The application rate of multimodal therapy has grown in recent years as a result of continual reports of multimodal therapy. Mano et al. ²⁰ studied 165 patients with primary urethral carcinoma from 1956 to 2017, and 91 of them were women and 74 were men. A total of 72% of patients had invasion of surrounding tissues or organs, and 24% had metastases to local-regional lymph nodes. The proportions of monotherapy (surgery only or radiation only), dual therapy (surgery and radiation, surgery and chemotherapy, or chemotherapy and radiation), and triple therapy (surgery, radiation, and chemotherapy) were 57%, 21%, and 10%, respectively. Monotherapy use decreased with time, whereas dual therapy rates remained stable, and triple therapy rates increased. Furthermore, after controlling for other factors, patients who received monotherapy had a poorer recurrence-free survival than those who had dual or triple therapy. After controlling for the pathological stage, histology, sex, and year of treatment, patients who received monotherapy had a poorer recurrence-free survival than patients who had dual or triple therapy (P = 0.017), and all-cause mortality was greater. ²⁰

The use of multimodal therapy, comprising surgery, radiation, and chemotherapy is recommended by the European Association of Urology guidelines and the National Comprehensive Cancer Network guidelines for patients with primary urethral cancer.^11,12 However, the particular scheme, application sequence, and application timing remain unclear. A search of the literature showed that there are few data on the detection of PD-L1 or the use of PD-L1 inhibitors in primary urethral cancer.^21,22

Antigen-presenting cells, such as human monocytes, as well as activated human and murine dendritic cells, express PD-L1. ²³ PD-1 inhibitors mainly act on PD-1 inhibitor molecules on the T cell membrane. These inhibitors block the binding of PD-L1 and PD-L2, promote specific T cell proliferation and cytokine release, and thus enhance anti-tumor activity. PD-L1 inhibitors are effective in a variety of tumors, including head and neck squamous cell carcinoma and esophageal squamous cell carcinoma.^24–25 We performed a genetic test on our patient who had a TMB of 5.7 mutations/Mb, tumor proportion score of 20%, and combined positive score of 20% (22C3). Findings in previous studies on TMB, PD-L1, and other biomarkers, ²⁶ suggested that PD-1 inhibitor treatment may be effective in our case. Therefore, we used systemic chemotherapy of albumin-paclitaxel + carboplatin combined with a PD-1 inhibitor for four cycles. The results were as expected and good, and a complete response was achieved.
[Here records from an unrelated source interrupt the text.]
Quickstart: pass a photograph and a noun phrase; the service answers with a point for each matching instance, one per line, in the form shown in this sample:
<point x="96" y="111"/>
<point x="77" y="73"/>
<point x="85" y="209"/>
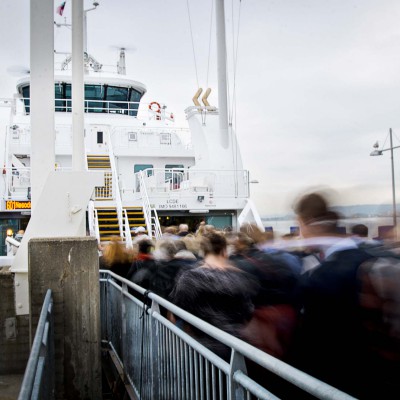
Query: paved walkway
<point x="9" y="386"/>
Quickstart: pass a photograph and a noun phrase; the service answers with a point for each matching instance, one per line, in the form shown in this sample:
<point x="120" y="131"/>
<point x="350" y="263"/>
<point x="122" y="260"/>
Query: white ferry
<point x="154" y="173"/>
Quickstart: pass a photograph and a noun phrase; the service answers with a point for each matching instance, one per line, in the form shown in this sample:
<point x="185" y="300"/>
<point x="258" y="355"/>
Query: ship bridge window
<point x="98" y="99"/>
<point x="117" y="99"/>
<point x="174" y="174"/>
<point x="142" y="167"/>
<point x="94" y="98"/>
<point x="26" y="96"/>
<point x="165" y="138"/>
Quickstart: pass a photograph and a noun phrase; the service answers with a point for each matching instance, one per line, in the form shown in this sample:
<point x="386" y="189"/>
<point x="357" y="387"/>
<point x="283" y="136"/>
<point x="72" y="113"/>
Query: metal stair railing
<point x="128" y="236"/>
<point x="115" y="188"/>
<point x="160" y="360"/>
<point x="150" y="213"/>
<point x="93" y="221"/>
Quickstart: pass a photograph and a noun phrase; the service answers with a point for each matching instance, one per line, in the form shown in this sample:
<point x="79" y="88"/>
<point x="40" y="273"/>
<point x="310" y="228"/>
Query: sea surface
<point x="284" y="226"/>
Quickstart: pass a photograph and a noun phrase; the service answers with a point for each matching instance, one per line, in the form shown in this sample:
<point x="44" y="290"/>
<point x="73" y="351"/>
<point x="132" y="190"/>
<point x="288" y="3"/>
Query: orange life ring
<point x="158" y="107"/>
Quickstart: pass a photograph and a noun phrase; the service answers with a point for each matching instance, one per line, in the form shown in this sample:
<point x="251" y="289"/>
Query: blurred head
<point x="253" y="231"/>
<point x="116" y="252"/>
<point x="145" y="246"/>
<point x="314" y="216"/>
<point x="165" y="249"/>
<point x="213" y="243"/>
<point x="183" y="228"/>
<point x="360" y="230"/>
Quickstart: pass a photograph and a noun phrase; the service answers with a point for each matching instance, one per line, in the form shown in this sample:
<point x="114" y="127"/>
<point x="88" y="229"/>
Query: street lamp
<point x="378" y="152"/>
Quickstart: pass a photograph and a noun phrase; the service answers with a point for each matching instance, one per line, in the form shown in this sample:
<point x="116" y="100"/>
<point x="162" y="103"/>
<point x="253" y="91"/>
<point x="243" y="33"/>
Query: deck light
<point x="378" y="152"/>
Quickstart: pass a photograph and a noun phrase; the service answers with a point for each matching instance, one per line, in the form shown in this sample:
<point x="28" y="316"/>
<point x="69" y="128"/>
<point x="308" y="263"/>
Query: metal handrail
<point x="116" y="190"/>
<point x="168" y="353"/>
<point x="39" y="377"/>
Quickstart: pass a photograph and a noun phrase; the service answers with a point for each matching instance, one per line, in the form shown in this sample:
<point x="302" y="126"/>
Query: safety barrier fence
<point x="159" y="360"/>
<point x="39" y="379"/>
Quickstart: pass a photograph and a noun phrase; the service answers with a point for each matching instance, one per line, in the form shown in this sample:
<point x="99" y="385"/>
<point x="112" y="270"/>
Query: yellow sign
<point x="18" y="205"/>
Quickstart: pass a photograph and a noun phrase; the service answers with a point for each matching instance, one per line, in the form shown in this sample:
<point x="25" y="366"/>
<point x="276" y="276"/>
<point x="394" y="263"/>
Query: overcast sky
<point x="317" y="82"/>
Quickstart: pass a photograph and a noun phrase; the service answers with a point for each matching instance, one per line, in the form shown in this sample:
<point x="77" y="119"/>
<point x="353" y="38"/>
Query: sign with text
<point x="172" y="204"/>
<point x="18" y="205"/>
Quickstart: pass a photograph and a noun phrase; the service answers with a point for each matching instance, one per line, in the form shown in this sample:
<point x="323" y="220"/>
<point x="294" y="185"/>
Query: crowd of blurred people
<point x="325" y="302"/>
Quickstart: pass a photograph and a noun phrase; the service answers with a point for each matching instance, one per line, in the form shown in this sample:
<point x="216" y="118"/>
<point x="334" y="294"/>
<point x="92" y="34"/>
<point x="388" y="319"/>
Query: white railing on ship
<point x="150" y="214"/>
<point x="93" y="221"/>
<point x="186" y="182"/>
<point x="131" y="108"/>
<point x="128" y="236"/>
<point x="18" y="183"/>
<point x="116" y="191"/>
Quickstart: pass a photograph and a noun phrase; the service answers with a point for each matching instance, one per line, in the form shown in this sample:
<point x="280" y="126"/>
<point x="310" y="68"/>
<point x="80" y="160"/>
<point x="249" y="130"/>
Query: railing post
<point x="237" y="363"/>
<point x="154" y="351"/>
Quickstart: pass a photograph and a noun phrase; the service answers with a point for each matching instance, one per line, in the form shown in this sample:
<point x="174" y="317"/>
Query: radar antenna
<point x="121" y="63"/>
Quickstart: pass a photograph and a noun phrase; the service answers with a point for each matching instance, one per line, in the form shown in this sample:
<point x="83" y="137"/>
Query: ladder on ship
<point x="108" y="223"/>
<point x="101" y="162"/>
<point x="135" y="216"/>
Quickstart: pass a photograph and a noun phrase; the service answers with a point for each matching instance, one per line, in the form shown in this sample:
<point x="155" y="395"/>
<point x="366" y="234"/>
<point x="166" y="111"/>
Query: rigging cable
<point x="209" y="42"/>
<point x="232" y="112"/>
<point x="191" y="35"/>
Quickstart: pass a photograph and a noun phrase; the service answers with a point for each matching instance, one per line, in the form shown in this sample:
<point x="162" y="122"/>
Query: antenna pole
<point x="78" y="139"/>
<point x="222" y="80"/>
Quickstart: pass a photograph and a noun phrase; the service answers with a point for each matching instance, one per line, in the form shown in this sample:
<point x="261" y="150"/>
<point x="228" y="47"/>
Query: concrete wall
<point x="14" y="330"/>
<point x="69" y="267"/>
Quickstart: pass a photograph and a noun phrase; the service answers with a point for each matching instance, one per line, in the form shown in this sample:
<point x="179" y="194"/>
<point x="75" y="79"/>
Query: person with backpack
<point x="332" y="340"/>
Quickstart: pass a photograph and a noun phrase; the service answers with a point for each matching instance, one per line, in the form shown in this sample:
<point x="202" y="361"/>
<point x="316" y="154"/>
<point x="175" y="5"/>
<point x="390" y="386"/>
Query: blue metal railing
<point x="39" y="379"/>
<point x="161" y="361"/>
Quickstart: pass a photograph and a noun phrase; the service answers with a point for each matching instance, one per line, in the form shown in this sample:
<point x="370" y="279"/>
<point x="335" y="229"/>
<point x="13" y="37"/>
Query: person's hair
<point x="311" y="207"/>
<point x="253" y="231"/>
<point x="180" y="245"/>
<point x="171" y="229"/>
<point x="360" y="230"/>
<point x="213" y="242"/>
<point x="166" y="248"/>
<point x="183" y="227"/>
<point x="116" y="252"/>
<point x="145" y="246"/>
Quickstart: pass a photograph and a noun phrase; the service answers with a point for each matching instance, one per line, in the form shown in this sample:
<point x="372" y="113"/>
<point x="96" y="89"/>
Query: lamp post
<point x="378" y="152"/>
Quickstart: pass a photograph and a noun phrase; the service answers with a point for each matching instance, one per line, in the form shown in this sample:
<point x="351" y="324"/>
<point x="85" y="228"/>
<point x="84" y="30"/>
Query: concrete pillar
<point x="70" y="268"/>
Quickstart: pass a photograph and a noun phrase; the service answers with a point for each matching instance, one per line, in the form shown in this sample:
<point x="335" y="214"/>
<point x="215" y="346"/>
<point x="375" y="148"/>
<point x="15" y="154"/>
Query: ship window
<point x="98" y="99"/>
<point x="94" y="93"/>
<point x="59" y="94"/>
<point x="132" y="136"/>
<point x="26" y="96"/>
<point x="118" y="99"/>
<point x="142" y="167"/>
<point x="99" y="137"/>
<point x="134" y="97"/>
<point x="174" y="174"/>
<point x="67" y="95"/>
<point x="165" y="138"/>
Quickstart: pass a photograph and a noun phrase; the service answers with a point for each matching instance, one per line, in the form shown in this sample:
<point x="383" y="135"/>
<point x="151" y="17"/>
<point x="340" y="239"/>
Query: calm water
<point x="282" y="227"/>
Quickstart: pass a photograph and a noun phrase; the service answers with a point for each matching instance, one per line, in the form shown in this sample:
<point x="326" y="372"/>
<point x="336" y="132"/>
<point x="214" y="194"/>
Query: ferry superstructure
<point x="154" y="173"/>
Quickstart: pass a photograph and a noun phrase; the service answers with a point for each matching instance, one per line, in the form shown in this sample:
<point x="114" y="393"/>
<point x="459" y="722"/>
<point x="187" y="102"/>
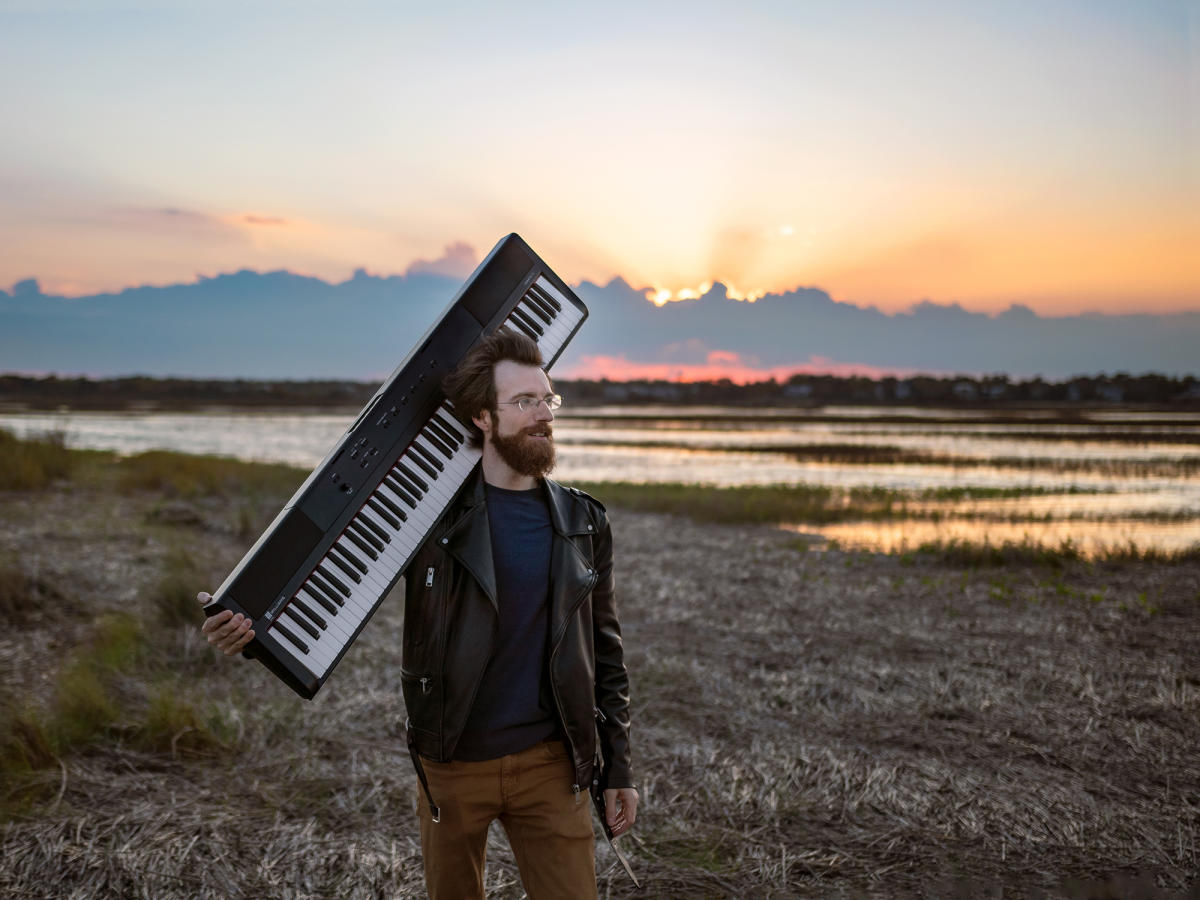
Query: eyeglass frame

The patient had a grade 2 liver function injury that improved after symptomatic treatment with no other side effects. There was no recurrence or distant metastasis after 20 months of follow-up. Our findings suggest that PD-1 inhibitors are effective in primary female urethral squamous cell carcinoma with tolerable toxicity, but this possibility needs to be confirmed by larger sample studies.

Conclusions

Our findings showed positive expression of PD-L1 in primary female urethral squamous cell carcinoma, and chemotherapy combined with a PD-1 inhibitor showed good efficacy. Large-sample studies are required in the future to determine PD-L1 expression in primary female urethral squamous cell carcinoma, as well as the efficacy and effect of PD-1 inhibitors on survival.